Artikel ini akan membahas tentang Triple-Gain Sustainable Living Alternative: Optimalisasi Penerapan Kebijakan Blue Economy dalam Mencapai Pembangunan Berkelanjutan di Indonesia.
Perubahan iklim atau climate change merupakan peristiwa alam yang belakangan ini telah banyak memberikan dampak yang signifikan bagi keberlangsungan seluruh makhluk hidup di Bumi. Khususnya pada sektor Triple Bottom Line (TBL), yaitu ekonomi, ekologi, dan sosial. Perubahan iklim pada umumnya disebabkan oleh pemanasan global (global warming), merebaknya penggunaan Gas Rumah Kaca (GRK), pembakaran batu bara yang berlebihan, deforestasi, masfinya pengeluaran gas metana yang berasal budidaya hewan ternak, penggunaan pupuk mengandung nitrogen di luar batas normal, dan lain sebagainya (European Comission, 2022).

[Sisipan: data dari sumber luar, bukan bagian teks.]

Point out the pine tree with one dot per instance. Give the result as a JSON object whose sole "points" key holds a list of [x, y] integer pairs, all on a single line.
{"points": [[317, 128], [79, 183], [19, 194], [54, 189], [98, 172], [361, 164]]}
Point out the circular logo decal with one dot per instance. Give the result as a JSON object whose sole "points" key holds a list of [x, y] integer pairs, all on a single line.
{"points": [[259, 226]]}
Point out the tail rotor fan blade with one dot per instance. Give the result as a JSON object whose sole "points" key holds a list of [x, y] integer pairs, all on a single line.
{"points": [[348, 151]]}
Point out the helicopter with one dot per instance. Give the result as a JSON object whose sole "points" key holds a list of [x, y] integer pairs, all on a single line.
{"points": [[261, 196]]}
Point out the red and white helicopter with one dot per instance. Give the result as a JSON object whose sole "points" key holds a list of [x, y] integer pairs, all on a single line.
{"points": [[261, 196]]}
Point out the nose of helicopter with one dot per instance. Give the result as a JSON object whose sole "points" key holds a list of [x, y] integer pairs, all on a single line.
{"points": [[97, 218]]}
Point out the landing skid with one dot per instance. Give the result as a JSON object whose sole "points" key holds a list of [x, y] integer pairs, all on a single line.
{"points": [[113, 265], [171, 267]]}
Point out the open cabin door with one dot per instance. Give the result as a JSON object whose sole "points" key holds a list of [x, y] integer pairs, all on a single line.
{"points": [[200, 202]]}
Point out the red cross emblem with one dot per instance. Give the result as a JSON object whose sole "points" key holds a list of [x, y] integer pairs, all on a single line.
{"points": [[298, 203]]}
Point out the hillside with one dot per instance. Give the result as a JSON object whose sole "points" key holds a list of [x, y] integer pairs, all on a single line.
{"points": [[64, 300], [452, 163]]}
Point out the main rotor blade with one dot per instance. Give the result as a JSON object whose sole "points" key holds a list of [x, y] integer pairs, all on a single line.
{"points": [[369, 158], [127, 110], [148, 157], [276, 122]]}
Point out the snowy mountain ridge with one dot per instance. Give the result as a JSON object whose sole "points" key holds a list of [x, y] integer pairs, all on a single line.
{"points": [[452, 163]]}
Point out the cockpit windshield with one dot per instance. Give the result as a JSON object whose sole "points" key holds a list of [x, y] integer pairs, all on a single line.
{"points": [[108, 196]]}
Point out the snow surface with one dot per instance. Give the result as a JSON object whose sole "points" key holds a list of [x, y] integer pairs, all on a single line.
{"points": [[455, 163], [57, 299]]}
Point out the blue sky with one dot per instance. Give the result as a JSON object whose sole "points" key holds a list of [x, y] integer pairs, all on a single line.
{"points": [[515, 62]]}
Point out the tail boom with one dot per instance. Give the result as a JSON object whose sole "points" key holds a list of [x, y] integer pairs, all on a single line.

Dampak perubaan iklim pada aspek sosial sebagaimana yang dilaporkan oleh World Health Organization (WHO), bahwasanya dalam rentang waktu 2030-2050, perubahan iklim diperkirakan akan menambah angka kematian sebesar 250.000 per tahunnya melalui penyakit seperti gangguan kardiovaskular, asma, malaria, disfungsi pernapasan, malanutrisi, diare dan lain-lain (World Health Organization, 2021). Di satu sisi, pada aspek ekonomi, perubahan iklim diperkirakan akan membuat Produk Domestik Bruto (PDB) dunia akan mengalami penurunan sebesar 18% pada tahun 2050 jikalau para stakeholders tidak mengambil aksi mitigasi nyata perubahan iklim (Marchant, 2021). Adapun pada aspek ekologi, perubahan iklim telah menyebabkan kekeringan berkepanjangan, intensitas cuaca ekstrem yang tidak beraturan, mencairnya es dan gletser di kutub, naiknya permukaan air laut, dan meningkatnya temperatur laut dan suhu Bumi (Global Climate Change, 2022).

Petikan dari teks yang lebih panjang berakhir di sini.